Однако не успел я его отослать, как мной овладело странное чувство. Словно, написав это письмо, я отдал ему всю свою веру в Уилли Гьюза, героя шекспировских сонетов, словно вместе с несколькими листками бумаги ушла частица меня самого, без которой я был совершенно равнодушен к некогда волновавшей меня идее. Но что же произошло? Ответить трудно. Быть может, дав полное выражение страсти, я исчерпал и самою страсть? Ведь духовные силы, как и силы физические, не беспредельны. Быть может, пытаясь убедить другого, каким-то образом жертвуешь собственной способностью верить? Быть может, наконец, я просто устал от всего этого, и, когда угас душевный порыв, в свои права вступил бесстрастный рассудок? Как бы там ни было – а найти объяснение случившемуся я не смог, – несомненно одно: Уилли Гьюз вдруг превратился для меня просто в миф, в бесплодную мечту, в мальчишескую фантазию юнца, который, подобно очень многим пылким натурам, больше стремился доказать свою правоту другим, нежели себе самому.
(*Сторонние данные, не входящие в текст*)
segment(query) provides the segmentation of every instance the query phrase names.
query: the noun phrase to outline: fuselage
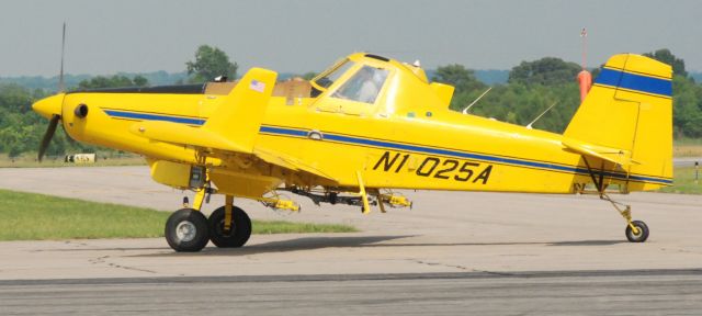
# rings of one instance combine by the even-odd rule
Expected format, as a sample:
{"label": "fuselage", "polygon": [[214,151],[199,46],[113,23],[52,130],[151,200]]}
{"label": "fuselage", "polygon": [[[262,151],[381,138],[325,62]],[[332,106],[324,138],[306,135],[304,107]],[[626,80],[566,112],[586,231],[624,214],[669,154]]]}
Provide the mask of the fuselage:
{"label": "fuselage", "polygon": [[[592,182],[582,156],[566,150],[563,135],[451,111],[411,66],[362,55],[350,58],[356,65],[349,74],[363,65],[388,70],[374,103],[335,98],[336,84],[312,98],[291,92],[308,83],[288,83],[290,91],[270,99],[256,143],[324,171],[340,188],[358,187],[356,171],[365,187],[378,189],[574,193]],[[350,76],[342,75],[339,82]],[[201,128],[218,106],[226,106],[225,94],[226,89],[79,91],[63,98],[61,117],[78,140],[137,153],[150,161],[196,163],[192,148],[152,142],[129,133],[129,127],[138,121],[168,121]],[[75,117],[78,104],[90,106],[90,120]],[[231,124],[237,120],[246,117],[233,117]],[[235,195],[256,196],[287,181],[256,163],[213,161],[219,165],[213,169],[215,184],[219,181],[218,187]],[[625,187],[623,191],[663,184],[624,170],[602,176],[607,184]],[[250,181],[264,189],[237,191]]]}

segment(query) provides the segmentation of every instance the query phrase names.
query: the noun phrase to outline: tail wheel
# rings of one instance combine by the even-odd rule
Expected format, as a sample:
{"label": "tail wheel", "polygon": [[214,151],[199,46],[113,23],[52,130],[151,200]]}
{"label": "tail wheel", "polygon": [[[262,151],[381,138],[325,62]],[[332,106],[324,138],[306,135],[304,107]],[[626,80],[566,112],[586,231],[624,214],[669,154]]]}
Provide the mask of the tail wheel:
{"label": "tail wheel", "polygon": [[642,221],[633,221],[632,225],[636,227],[636,234],[631,225],[626,226],[626,239],[632,242],[644,242],[648,239],[648,226]]}
{"label": "tail wheel", "polygon": [[244,210],[231,207],[231,222],[228,232],[224,229],[225,206],[222,206],[210,215],[210,240],[219,248],[238,248],[251,237],[251,219]]}
{"label": "tail wheel", "polygon": [[210,240],[207,218],[193,208],[182,208],[166,222],[166,241],[176,251],[193,252],[205,248]]}

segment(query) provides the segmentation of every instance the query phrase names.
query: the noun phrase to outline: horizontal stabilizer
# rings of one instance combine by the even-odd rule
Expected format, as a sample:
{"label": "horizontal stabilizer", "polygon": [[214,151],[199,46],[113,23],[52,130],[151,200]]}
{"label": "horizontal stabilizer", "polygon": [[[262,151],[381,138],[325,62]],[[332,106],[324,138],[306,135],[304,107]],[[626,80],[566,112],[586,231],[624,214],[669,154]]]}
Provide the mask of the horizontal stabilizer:
{"label": "horizontal stabilizer", "polygon": [[570,151],[599,158],[622,167],[638,165],[638,162],[632,160],[632,153],[629,150],[587,144],[575,139],[564,139],[562,144]]}

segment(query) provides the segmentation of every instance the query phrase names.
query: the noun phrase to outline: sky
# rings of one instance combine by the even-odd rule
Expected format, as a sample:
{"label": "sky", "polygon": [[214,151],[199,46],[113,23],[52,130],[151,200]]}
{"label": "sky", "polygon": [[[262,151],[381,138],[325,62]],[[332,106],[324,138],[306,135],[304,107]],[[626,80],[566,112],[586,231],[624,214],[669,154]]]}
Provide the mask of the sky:
{"label": "sky", "polygon": [[0,77],[56,76],[64,22],[73,75],[183,71],[203,44],[227,53],[240,74],[320,71],[354,52],[428,69],[510,69],[545,56],[580,64],[582,27],[588,67],[670,48],[702,71],[701,15],[697,0],[3,0]]}

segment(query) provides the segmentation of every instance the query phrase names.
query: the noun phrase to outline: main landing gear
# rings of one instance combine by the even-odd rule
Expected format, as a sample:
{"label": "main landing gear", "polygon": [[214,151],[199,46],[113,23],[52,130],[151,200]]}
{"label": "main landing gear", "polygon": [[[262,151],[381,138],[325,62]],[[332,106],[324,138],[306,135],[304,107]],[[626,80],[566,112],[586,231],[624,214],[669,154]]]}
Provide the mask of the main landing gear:
{"label": "main landing gear", "polygon": [[[204,191],[204,190],[203,190]],[[199,196],[203,195],[203,196]],[[199,199],[201,198],[201,199]],[[227,195],[225,205],[215,210],[210,218],[200,212],[204,193],[197,192],[193,208],[182,208],[166,222],[166,240],[176,251],[200,251],[212,241],[219,248],[241,247],[251,237],[251,219],[244,210],[234,206]]]}

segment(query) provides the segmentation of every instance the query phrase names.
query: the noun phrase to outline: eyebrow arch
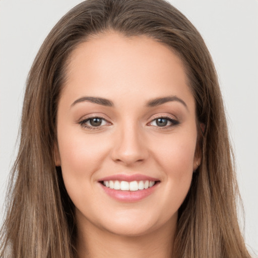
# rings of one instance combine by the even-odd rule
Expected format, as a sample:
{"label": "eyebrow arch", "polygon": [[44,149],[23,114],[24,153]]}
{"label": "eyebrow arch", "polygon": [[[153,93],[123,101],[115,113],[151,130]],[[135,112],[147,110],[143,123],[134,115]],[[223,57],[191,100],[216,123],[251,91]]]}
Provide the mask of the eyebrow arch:
{"label": "eyebrow arch", "polygon": [[157,98],[154,99],[152,99],[148,101],[146,103],[146,106],[148,107],[155,107],[161,105],[169,101],[177,101],[182,104],[186,108],[188,109],[187,106],[185,102],[180,98],[178,98],[176,96],[168,96],[167,97],[164,97],[162,98]]}
{"label": "eyebrow arch", "polygon": [[113,103],[111,100],[107,99],[97,97],[83,97],[82,98],[80,98],[79,99],[77,99],[73,103],[71,106],[72,107],[76,104],[80,102],[83,102],[84,101],[89,101],[95,104],[98,104],[99,105],[102,105],[103,106],[107,106],[109,107],[112,107],[114,106]]}

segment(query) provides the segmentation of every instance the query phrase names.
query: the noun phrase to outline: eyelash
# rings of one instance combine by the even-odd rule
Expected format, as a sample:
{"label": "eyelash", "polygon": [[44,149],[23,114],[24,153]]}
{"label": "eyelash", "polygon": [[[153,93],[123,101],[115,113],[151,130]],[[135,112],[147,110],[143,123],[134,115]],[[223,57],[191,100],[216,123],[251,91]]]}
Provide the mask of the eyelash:
{"label": "eyelash", "polygon": [[[82,120],[81,121],[80,121],[78,123],[80,124],[82,127],[83,127],[84,128],[86,128],[87,129],[89,130],[100,130],[102,128],[102,127],[103,126],[105,125],[99,125],[98,126],[89,126],[86,123],[87,122],[90,121],[91,119],[93,119],[94,118],[98,118],[98,119],[101,119],[102,121],[103,121],[103,120],[105,121],[108,123],[110,124],[110,123],[108,123],[108,122],[107,122],[107,120],[105,118],[104,118],[103,117],[100,117],[100,116],[92,116],[91,117],[88,117],[86,119],[84,119]],[[168,128],[170,128],[171,127],[177,125],[178,124],[179,124],[180,123],[180,122],[179,121],[178,121],[177,120],[175,119],[174,118],[172,118],[170,116],[159,116],[155,117],[151,120],[151,121],[150,123],[148,123],[149,124],[151,123],[154,122],[154,121],[157,120],[158,119],[159,119],[159,118],[163,118],[163,119],[166,119],[168,120],[168,122],[171,122],[171,124],[169,125],[164,125],[164,126],[155,126],[155,127],[157,127],[157,128],[158,128],[158,130],[164,130],[165,129],[167,129]],[[157,121],[156,121],[156,122],[157,122]]]}

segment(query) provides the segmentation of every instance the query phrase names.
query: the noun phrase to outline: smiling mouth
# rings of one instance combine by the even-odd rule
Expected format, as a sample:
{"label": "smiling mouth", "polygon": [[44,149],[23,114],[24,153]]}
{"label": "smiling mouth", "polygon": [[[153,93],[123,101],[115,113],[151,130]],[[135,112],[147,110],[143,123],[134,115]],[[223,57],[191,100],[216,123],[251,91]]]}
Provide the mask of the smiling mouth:
{"label": "smiling mouth", "polygon": [[140,181],[118,181],[109,180],[102,181],[100,182],[107,188],[120,190],[121,191],[138,191],[151,188],[160,181],[151,181],[148,180]]}

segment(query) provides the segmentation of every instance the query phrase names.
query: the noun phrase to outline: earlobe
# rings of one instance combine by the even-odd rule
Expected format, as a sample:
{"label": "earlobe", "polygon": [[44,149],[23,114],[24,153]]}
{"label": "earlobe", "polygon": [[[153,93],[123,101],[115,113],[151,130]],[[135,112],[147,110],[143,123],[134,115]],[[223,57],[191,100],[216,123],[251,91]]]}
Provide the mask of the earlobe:
{"label": "earlobe", "polygon": [[54,164],[56,167],[59,167],[61,166],[61,160],[60,159],[60,154],[59,153],[58,147],[57,144],[54,144]]}

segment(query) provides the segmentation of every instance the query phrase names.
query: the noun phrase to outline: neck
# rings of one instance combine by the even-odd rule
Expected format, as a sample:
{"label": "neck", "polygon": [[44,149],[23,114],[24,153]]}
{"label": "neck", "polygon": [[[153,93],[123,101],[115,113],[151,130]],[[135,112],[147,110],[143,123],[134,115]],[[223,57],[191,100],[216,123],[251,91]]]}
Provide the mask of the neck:
{"label": "neck", "polygon": [[114,234],[96,227],[89,221],[83,225],[78,223],[78,257],[171,257],[176,226],[174,219],[158,229],[140,236]]}

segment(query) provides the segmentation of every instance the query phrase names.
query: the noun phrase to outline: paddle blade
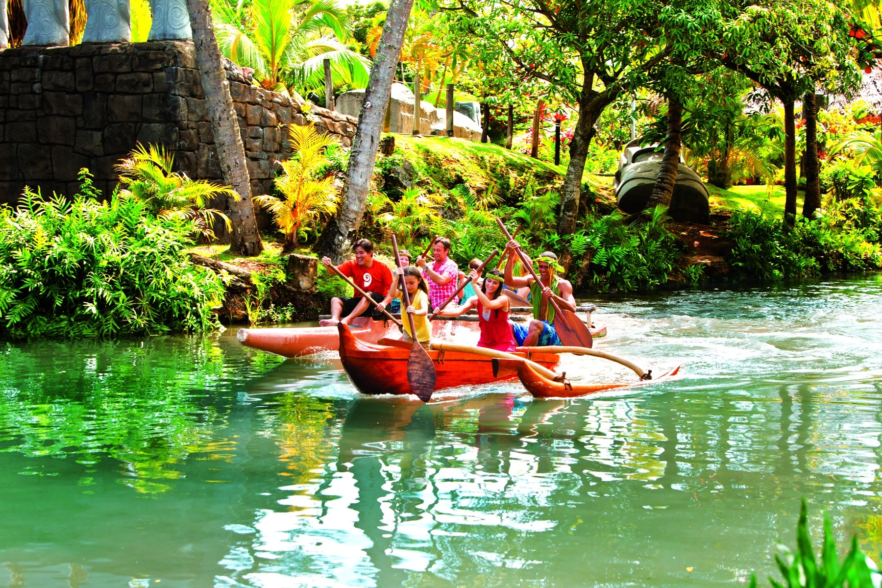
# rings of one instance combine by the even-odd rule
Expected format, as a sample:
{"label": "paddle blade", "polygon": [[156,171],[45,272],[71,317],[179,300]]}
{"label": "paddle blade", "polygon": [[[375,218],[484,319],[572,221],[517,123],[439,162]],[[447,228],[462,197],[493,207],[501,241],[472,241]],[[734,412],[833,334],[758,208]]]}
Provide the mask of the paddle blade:
{"label": "paddle blade", "polygon": [[564,310],[561,314],[554,317],[554,328],[557,331],[560,342],[566,346],[587,347],[590,349],[594,344],[594,338],[585,323],[582,322],[576,313],[570,310]]}
{"label": "paddle blade", "polygon": [[514,290],[503,290],[502,294],[509,300],[511,300],[512,302],[514,302],[516,306],[533,306],[530,303],[530,301],[518,294],[518,293],[515,292]]}
{"label": "paddle blade", "polygon": [[512,374],[517,374],[523,363],[523,360],[505,360],[494,357],[490,360],[490,365],[493,367],[493,377],[506,377]]}
{"label": "paddle blade", "polygon": [[435,391],[435,364],[418,341],[414,341],[407,358],[407,382],[410,391],[423,402],[429,402]]}

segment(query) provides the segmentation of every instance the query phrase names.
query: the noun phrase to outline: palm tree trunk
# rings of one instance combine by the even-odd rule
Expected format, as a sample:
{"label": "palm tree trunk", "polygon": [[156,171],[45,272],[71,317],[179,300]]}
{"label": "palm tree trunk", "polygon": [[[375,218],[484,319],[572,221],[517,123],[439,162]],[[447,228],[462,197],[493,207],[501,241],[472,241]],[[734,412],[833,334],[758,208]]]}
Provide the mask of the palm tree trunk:
{"label": "palm tree trunk", "polygon": [[206,93],[206,106],[212,121],[214,146],[220,161],[223,181],[239,195],[238,201],[228,199],[233,234],[230,250],[243,256],[256,256],[263,250],[258,223],[251,204],[251,182],[248,176],[245,147],[239,134],[239,121],[233,109],[229,82],[223,66],[211,10],[207,0],[187,0],[190,25],[196,46],[196,60],[199,66],[202,89]]}
{"label": "palm tree trunk", "polygon": [[812,89],[803,100],[803,115],[805,116],[805,201],[803,216],[813,219],[815,211],[821,207],[821,185],[818,177],[820,161],[818,159],[818,104]]}
{"label": "palm tree trunk", "polygon": [[[327,224],[316,243],[317,252],[331,257],[335,264],[349,253],[355,232],[364,216],[364,205],[383,130],[383,117],[389,104],[392,77],[413,4],[414,0],[392,0],[389,5],[383,34],[370,67],[370,80],[364,91],[364,104],[355,128],[355,137],[352,141],[343,199],[337,215]],[[419,76],[419,72],[416,75]]]}
{"label": "palm tree trunk", "polygon": [[683,105],[673,96],[668,99],[668,134],[664,139],[664,156],[659,167],[653,193],[647,202],[647,208],[661,205],[670,206],[676,186],[676,173],[680,168],[680,133],[683,130]]}
{"label": "palm tree trunk", "polygon": [[793,121],[790,96],[784,102],[784,224],[793,227],[796,220],[796,125]]}

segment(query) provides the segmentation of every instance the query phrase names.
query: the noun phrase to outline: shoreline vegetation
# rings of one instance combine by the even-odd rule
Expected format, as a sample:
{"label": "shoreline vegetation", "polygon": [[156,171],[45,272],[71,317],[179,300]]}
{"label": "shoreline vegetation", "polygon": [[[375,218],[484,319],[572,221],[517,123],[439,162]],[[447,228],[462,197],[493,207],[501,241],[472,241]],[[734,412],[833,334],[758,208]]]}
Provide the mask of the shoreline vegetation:
{"label": "shoreline vegetation", "polygon": [[[877,189],[854,174],[829,187],[822,214],[791,229],[778,186],[712,188],[710,225],[686,225],[670,221],[662,207],[627,217],[615,209],[610,178],[587,173],[587,205],[564,239],[556,231],[560,167],[462,139],[394,140],[394,151],[377,157],[361,232],[377,243],[380,259],[391,261],[392,233],[415,249],[442,234],[465,266],[504,247],[499,217],[521,227],[532,254],[567,249],[574,260],[568,278],[580,295],[882,267]],[[39,187],[26,191],[15,210],[0,211],[0,331],[16,339],[108,337],[314,320],[347,287],[319,264],[315,286],[297,291],[287,286],[286,258],[314,257],[310,247],[333,212],[329,197],[346,156],[338,145],[310,155],[321,160],[305,173],[310,194],[292,194],[292,177],[280,179],[302,215],[288,219],[299,239],[290,247],[290,232],[265,231],[265,250],[254,257],[206,242],[213,223],[224,222],[206,209],[208,197],[223,189],[172,172],[155,150],[121,164],[123,182],[111,195],[98,192],[86,170],[73,198],[41,195]]]}

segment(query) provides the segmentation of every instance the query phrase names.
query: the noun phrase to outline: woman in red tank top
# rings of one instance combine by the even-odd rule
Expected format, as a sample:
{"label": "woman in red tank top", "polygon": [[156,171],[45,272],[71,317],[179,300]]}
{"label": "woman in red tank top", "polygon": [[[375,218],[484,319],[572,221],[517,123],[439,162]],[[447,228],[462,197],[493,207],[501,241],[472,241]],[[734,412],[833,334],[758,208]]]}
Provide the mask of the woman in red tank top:
{"label": "woman in red tank top", "polygon": [[[473,282],[477,280],[478,275],[475,270],[468,275]],[[466,301],[462,306],[452,309],[448,305],[438,314],[444,316],[459,316],[471,309],[477,309],[478,324],[481,326],[478,346],[498,351],[515,351],[517,346],[514,336],[512,335],[512,325],[508,323],[508,297],[499,295],[502,294],[504,279],[502,272],[490,270],[481,289],[475,289],[475,296]]]}

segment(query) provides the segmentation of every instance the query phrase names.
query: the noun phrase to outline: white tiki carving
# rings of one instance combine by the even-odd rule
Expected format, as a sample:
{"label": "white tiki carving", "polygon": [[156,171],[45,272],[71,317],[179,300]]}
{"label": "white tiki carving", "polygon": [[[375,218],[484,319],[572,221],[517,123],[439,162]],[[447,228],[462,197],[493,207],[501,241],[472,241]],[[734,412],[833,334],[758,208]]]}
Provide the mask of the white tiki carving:
{"label": "white tiki carving", "polygon": [[150,0],[150,10],[153,13],[153,25],[147,41],[193,38],[187,0]]}
{"label": "white tiki carving", "polygon": [[[0,0],[2,1],[2,0]],[[131,41],[129,0],[85,0],[84,43],[122,43]]]}
{"label": "white tiki carving", "polygon": [[27,28],[22,45],[70,45],[71,17],[67,0],[25,0]]}

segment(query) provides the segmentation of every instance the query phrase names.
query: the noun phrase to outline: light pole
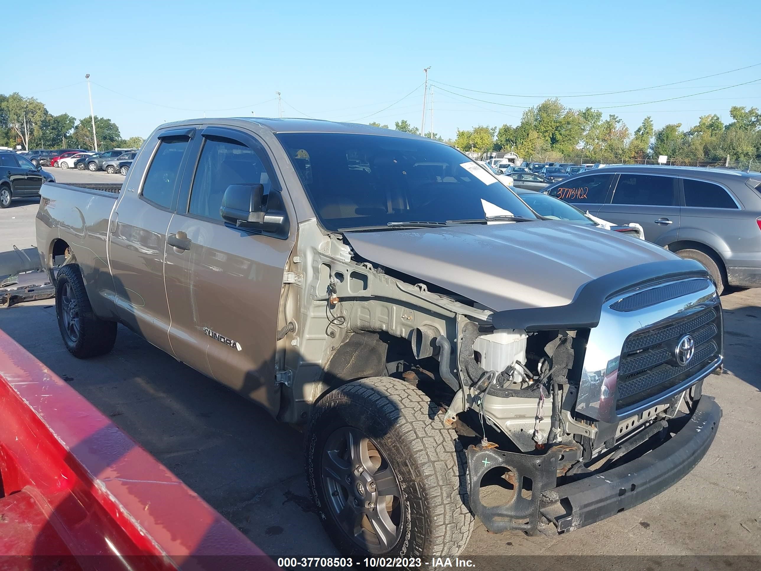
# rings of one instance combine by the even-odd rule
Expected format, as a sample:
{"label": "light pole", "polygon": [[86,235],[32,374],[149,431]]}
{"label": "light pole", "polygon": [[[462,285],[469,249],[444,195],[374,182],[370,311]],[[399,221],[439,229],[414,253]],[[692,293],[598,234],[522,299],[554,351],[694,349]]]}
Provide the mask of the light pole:
{"label": "light pole", "polygon": [[97,136],[95,135],[95,113],[93,113],[93,92],[90,89],[90,74],[84,74],[88,80],[88,95],[90,96],[90,118],[93,120],[93,142],[95,145],[95,152],[97,152]]}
Поскольку в своем письме я наговорил Эрскину много несправедливого и обидного, я решил немедленно с ним повидаться и принести извинения за свое поведение. На другое же утро я отправился на Бердкейдж-Уок, где нашел Эрскина в библиотеке. Он сидел, глядя на стоявший перед ним поддельный портрет Уилли Гьюза.
– Дражайший Эрскин, – воскликнул я, – я приехал, чтобы перед тобой извиниться.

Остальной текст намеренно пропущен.